The committee’s vote was a kairos moment that brought a happy end to a 12-year process of revising the directory for the first time since 1989. Revision committee member Kristin Saldine said the revised directory is “a beautiful theological statement of our understanding of Reformed worship … that is our compass, providing bearings and directions for worship in our church.”

Joyce Lieberman, director of Constitutional Interpretation in the Office of the General Assembly, commended the new directory, calling it “a partner to the new Form of Government (ratified by the presbyteries in 2011 after passing the 2010 General Assembly)

– it is shorter, more streamlined and more permission-giving [and] less formulaic, but maintains the integrity of Reformed worship and the Constitution.”

The 2004 assembly called for a review of the worship directory with the goal of “evaluating its influence and effectiveness in guiding sessions, pastors and higher governing bodies (now called “councils”) in planning and conducting worship that is authentically Reformed and culturally appropriate.”

After reviewing the directory, a staff team from the Office of the General Assembly and the Office of Theology and Worship reported to the 2006 assembly that it would be “more accessible and helpful” if it were shorter and better organized. That assembly agreed, but delayed work on the new directory because of the ongoing review of a new Form of Government (nFOG).

After the latter was approved in 2010 and ratified by the presbyteries the following year, work on the new Directory for Worship resumed. A broad consultation was held in 2013 to look at the initial draft of the document. A revised draft was presented to comment.

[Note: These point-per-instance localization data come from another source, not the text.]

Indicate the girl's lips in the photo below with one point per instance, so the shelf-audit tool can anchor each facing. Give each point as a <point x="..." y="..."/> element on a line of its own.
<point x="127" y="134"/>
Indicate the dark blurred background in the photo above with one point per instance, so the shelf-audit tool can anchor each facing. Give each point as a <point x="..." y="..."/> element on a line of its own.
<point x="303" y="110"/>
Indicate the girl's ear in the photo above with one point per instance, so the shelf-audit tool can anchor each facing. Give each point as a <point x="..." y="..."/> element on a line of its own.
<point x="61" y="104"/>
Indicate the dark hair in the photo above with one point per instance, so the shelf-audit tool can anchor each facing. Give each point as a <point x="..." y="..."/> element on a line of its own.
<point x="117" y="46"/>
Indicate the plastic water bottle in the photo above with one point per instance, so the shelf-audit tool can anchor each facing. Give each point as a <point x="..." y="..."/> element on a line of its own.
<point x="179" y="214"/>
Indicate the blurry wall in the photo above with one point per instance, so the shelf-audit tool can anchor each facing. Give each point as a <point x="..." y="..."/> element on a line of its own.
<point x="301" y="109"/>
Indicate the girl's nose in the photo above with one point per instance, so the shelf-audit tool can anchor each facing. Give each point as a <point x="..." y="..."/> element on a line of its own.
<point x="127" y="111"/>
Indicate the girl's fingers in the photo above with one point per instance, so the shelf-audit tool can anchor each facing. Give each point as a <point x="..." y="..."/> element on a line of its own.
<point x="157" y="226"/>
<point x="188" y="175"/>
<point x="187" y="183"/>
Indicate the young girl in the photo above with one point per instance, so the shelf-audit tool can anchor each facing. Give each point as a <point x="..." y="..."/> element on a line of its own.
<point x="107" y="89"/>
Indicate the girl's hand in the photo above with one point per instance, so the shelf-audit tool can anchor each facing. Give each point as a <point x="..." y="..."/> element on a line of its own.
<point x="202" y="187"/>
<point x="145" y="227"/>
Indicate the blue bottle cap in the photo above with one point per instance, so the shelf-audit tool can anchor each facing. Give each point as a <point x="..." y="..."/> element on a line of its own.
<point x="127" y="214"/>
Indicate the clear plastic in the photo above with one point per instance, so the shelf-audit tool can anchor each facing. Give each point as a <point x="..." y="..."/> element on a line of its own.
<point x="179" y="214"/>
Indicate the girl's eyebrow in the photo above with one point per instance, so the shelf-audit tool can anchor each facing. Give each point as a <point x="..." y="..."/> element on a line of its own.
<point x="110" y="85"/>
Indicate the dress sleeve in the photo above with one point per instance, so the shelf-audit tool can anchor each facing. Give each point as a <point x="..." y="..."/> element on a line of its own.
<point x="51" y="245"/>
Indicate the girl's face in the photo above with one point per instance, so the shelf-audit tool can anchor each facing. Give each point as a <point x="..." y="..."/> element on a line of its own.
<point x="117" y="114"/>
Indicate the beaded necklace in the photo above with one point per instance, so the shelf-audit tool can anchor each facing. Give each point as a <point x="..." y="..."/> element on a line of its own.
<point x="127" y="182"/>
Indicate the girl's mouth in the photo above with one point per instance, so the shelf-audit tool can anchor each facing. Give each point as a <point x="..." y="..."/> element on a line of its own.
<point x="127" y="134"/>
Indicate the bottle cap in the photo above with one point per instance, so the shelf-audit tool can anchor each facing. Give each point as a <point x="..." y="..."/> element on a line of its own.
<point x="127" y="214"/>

Another consultation was held in October 2015, and some of its suggestions were incorporated into the final proposal, which  is now before the current assembly. It received committee approval with only a few cosmetic changes.

David Gambrell, who as associate for worship in the Presbyterian Mission Agency’s Office of Theology, Evangelism and Formation, led the revision effort, said the group was guided by seven principles:

  • Uphold essentials of Reformed faith, life and worship.
  • Respond to changing contexts and congregations.
  • Provide for more flexibility and more diverse expressions.
  • Use “we” language (vs. “they”) for the people of God.
  • Streamline contents and make it more user-friendly.
  • Simplify language and rewrite the document in more accessible style.
  • Eliminate redundancy and reduce length.
  • Enhance the directory’s usefulness as a teaching document.

Gambrell said the resulting directory includes “a beefed-up section on the theology of proclamation.” He said it “is not just for ‘Downtown First Presbyterian Church,’ but for a variety of styles and expressions.”

The new directory is more permissive, he said, with only 25 “shalls” (mandatory provisions) compared to 102 in the current Directory for Worship, and has been reduced from seven chapters to five and from 27,000 words to 18,000.

Presbyterian Mission Agency Board member Marci Glass said the revised directory “does not tell me what I have to believe, but gives words to what I know to be true.”